À Paris, le premier policier jugé pour des actes commis pendant des manifestations de gilets jaunes n’a pas comparu pour une main arrachée, un œil confisqué ou des coups de matraque un peu trop lestes. Si Nicolas C., 54 ans, s’est retrouvé devant la 23e chambre correctionnelle ce vendredi, c’est pour outrage et rébellion contre ses collègues. Samedi 21 septembre, hors service, le capitaine de police manifestait sur les Champs-Élysées pour le 45e acte du mouvement. Il lui est reproché d’avoir lancé « bande de pédales » aux motards de la police, puis d’avoir résisté à son interpellation. Dans la foulée, Nicolas C. a été placé en garde à vue, renvoyé en comparution immédiate
Sûr de lui et tatillon, Nicolas C. ne présente pas le profil contrit que le tribunal attend d’un policier dans sa situation. Ses réponses tranchantes laissent entrevoir une personnalité fière, voire rigide.
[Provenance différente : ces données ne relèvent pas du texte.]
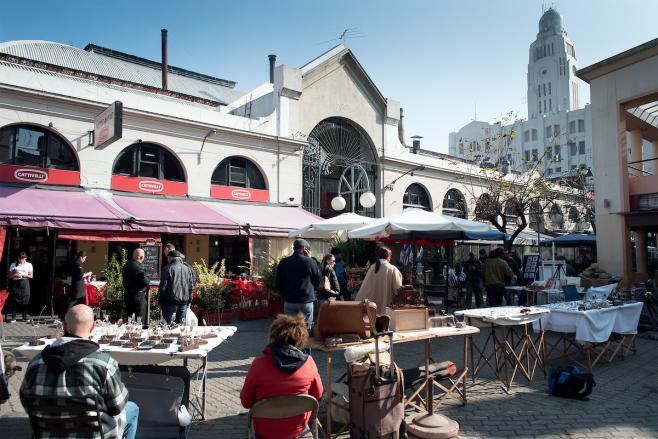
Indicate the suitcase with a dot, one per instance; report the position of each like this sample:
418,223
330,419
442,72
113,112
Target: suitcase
346,317
159,392
377,399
Rien en lui d’un flic proto-hippie, plutôt l’autre chapelle. Grisonnant et légèrement dégarni, portant ses lunettes surannées au bout d’un cordon, le capitaine pourrait passer pour un militaire approchant de la retraite. Il assume sa participation à de nombreuses manifestations de gilets jaunes, toujours hors service, et l’invective prononcée ce jour-là. « J’ai hurlé à la cantonnade : “Ah, voilà les voltigeurs. Quelle bande de…” Je pense que c’était très probablement “branleurs”, éventuellement “lopettes”, quelque chose de cet ordre-là. » Il ne se reconnaît pas tout à fait dans la « bande de pédales » qu’on lui impute
Face à une présidente qui le presse d’aller droit au but, Nicolas C. fournit luxe de détails, dans un langage à la fois imagé et policier. « Après avoir moi-même subi des charges et ingurgité du gaz lacrymogène, je comptais rejoindre la marche pour le climat. J’ai vu passer cette unité en colonne serrée, moto derrière moto, toutes sirènes hurlantes. » Le capitaine a voulu exprimer sa « colère de voir des manifestants pacifiques se faire casser la figure ». L’histoire ne dit pas si les motards l’ont entendu, mais aucun ne s’est arrêté ni manifesté par la suite pour dénoncer l’outrage. Ce sont des policiers de la BAC, à proximité, qui l’ont constaté.